Hurricane Katrina

Four years ago, there was a horrific mass murder in the US and some people danced in the streets to hear of it. To help stitch society together again, the wise people wrote letters to the editors and spoke to us in our religious institutions, helping us cope, telling us stories, showing us our connection to all humans.

This time the letters to the editors are not of this kind. We as a nation are finding it difficult to tell stories of the wit and wisdom of those in their position because of cronyism, in spite of incompetence, and financial mismanagement and theft.

We see more clearly than we wish an image in the mirror of a society where the quality of life, the chance to live, depends on poverty, age, disability, and race. It is not a situation I have promoted, it is one that I have worked against, but I have profited from this inequality. I will find it necessary for myself to find some way to help remove this inequality.

In Democracy in America, written well before our Civil War, de Tocqueville discusses inefficiencies in the structure of US government – after all, our Constitution was the first, and others learned from us. As long as we remained a relatively unimportant country out of the center of action, such inefficiencies weren’t important.

Now the world’s only superpower has lost faith in its government, and we have no way to have a vote of no confidence. We are stuck with out current government until January 2009. The world is stuck with it.

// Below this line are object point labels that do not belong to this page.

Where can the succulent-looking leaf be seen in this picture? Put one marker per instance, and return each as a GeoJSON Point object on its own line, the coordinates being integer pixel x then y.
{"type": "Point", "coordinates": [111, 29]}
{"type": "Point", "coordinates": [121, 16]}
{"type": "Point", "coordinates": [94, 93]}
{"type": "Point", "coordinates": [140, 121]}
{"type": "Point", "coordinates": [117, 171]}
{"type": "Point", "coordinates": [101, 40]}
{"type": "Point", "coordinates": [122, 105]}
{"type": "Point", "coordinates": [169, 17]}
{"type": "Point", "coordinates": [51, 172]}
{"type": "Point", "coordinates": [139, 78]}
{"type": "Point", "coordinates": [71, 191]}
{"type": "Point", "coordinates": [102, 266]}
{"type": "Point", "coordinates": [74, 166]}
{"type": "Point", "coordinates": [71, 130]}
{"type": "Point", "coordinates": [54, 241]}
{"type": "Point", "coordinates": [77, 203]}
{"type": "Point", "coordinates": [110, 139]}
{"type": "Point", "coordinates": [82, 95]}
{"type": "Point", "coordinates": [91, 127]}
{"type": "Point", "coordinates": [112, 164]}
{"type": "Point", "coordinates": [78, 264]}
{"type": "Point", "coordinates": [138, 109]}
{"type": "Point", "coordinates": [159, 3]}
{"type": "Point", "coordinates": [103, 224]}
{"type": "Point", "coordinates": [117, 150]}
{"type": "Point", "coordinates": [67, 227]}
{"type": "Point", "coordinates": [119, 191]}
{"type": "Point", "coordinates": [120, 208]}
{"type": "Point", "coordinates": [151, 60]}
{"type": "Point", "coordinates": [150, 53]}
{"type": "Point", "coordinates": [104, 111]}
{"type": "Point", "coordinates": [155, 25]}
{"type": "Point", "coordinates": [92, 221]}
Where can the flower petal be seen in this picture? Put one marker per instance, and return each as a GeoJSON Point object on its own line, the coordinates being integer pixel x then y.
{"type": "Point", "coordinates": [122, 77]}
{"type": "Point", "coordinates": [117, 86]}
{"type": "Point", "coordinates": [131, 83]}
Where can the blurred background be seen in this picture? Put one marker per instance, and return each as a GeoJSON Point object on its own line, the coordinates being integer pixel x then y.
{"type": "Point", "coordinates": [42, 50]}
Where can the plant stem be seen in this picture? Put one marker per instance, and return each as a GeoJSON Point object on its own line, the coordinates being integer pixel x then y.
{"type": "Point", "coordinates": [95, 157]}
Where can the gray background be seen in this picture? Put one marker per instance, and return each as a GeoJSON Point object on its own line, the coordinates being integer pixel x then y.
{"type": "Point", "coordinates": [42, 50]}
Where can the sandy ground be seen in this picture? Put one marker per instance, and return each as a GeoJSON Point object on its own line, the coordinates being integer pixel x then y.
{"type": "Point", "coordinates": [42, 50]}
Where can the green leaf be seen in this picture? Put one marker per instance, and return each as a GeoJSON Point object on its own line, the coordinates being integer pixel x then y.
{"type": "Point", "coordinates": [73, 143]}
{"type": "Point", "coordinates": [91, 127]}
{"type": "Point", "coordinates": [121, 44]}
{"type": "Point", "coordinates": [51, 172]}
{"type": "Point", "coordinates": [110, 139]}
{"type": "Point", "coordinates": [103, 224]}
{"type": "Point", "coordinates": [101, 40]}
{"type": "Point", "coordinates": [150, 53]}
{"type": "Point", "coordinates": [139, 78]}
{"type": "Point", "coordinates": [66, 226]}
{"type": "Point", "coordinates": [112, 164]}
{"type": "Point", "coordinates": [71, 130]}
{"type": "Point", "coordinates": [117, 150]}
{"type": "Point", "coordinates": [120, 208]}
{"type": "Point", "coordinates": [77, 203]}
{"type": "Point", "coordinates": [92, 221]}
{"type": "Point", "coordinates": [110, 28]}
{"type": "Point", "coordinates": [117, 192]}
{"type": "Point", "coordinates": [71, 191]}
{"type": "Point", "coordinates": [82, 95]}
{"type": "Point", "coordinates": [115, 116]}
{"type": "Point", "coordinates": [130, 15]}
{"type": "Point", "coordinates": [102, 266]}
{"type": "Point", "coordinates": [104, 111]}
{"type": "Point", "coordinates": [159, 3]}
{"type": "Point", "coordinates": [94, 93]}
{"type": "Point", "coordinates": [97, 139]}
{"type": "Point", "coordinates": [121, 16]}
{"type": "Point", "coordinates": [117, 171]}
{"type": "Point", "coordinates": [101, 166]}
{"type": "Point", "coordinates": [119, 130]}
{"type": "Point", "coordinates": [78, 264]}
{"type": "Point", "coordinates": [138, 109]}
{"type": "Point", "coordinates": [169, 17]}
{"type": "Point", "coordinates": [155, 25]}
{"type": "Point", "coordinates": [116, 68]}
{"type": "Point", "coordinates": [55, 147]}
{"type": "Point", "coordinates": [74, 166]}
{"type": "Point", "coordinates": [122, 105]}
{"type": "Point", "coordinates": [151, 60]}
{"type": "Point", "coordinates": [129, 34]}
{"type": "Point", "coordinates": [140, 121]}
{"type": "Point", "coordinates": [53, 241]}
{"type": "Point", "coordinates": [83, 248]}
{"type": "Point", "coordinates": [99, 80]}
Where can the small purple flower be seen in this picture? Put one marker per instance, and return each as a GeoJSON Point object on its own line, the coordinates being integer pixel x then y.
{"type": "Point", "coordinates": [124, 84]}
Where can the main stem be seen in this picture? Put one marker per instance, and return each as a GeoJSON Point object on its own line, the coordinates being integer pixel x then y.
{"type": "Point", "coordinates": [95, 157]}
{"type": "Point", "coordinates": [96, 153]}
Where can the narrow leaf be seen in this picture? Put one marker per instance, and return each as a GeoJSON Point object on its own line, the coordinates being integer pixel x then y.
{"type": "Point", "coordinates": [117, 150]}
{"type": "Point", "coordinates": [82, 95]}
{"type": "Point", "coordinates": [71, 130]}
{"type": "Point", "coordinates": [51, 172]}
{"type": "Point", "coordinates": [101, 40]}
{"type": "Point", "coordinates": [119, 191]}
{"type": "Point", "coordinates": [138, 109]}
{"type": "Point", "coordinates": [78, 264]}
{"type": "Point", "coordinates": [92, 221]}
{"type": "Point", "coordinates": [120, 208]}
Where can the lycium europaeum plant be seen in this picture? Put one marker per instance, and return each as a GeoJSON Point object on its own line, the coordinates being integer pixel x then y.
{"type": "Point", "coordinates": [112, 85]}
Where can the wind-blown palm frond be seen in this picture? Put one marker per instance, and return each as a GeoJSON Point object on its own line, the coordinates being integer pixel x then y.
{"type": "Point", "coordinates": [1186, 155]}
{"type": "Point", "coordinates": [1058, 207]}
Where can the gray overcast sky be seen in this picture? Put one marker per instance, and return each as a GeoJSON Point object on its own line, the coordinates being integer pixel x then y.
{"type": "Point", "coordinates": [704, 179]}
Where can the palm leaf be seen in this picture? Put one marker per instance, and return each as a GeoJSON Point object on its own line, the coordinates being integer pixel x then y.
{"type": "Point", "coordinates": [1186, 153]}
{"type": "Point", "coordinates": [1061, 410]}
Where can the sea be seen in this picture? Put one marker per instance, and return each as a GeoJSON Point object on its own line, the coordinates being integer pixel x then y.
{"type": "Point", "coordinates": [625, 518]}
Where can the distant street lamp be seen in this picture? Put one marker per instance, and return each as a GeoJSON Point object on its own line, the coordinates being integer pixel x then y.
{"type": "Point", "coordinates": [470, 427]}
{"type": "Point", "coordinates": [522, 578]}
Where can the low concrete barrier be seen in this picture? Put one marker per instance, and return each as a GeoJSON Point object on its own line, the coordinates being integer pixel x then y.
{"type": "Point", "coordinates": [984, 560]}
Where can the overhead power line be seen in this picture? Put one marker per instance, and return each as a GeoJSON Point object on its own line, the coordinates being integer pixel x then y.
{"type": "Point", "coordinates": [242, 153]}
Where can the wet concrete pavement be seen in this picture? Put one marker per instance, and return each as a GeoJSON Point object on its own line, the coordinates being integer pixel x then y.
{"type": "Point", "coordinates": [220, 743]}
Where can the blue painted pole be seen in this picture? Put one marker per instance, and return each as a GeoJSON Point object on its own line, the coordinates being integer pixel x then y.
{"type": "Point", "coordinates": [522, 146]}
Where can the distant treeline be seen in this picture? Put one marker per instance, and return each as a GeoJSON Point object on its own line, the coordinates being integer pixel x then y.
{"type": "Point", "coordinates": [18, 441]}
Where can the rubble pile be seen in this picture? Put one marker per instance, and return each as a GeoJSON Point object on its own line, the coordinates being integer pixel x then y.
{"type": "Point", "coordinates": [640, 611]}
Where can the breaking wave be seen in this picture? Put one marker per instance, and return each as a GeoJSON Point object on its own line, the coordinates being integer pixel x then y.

We need to have national discussions about the function of government, whether protecting from environmental catastrophes is part of the role, if rescuing people should be privatized. Whether to allow the widespread custom of some government officials – primarily elected officials – to use government for patronage jobs and pork and the many profits that come with accommodating lobbyists. We need to revisit the role of race, class, and disability in society.

We may wish to consider if we have elected the best people for the jobs. The Bush Administration, and the Republican leadership of the House and Senate, have shown a striking disconnect from social mores. Credit is due so many: Bush who appointed incompetent people and went fundraising the first few days, Cheney who was absent, Rumsfeld who was absent, Rice who went shopping, and Governor Barbour and Senator Lott who praised the response of the federal government even while many communities still had not seen any national presence. But Roy Blount touched a special place in my heart, with his obsession this week that the estate tax be repealed and that the mistake was focusing initially on search and rescue rather than looting control – I apologize to him if he really did mention having a strong enough presence immediately so that people didn’t need to loot water, food, and diapers. Next time, we may wish to elect people who better reflect our values.

To those of you who are still stuck in the affected areas, stuck in limbo, still searching for news of loved ones, the heart of our nation goes out to you.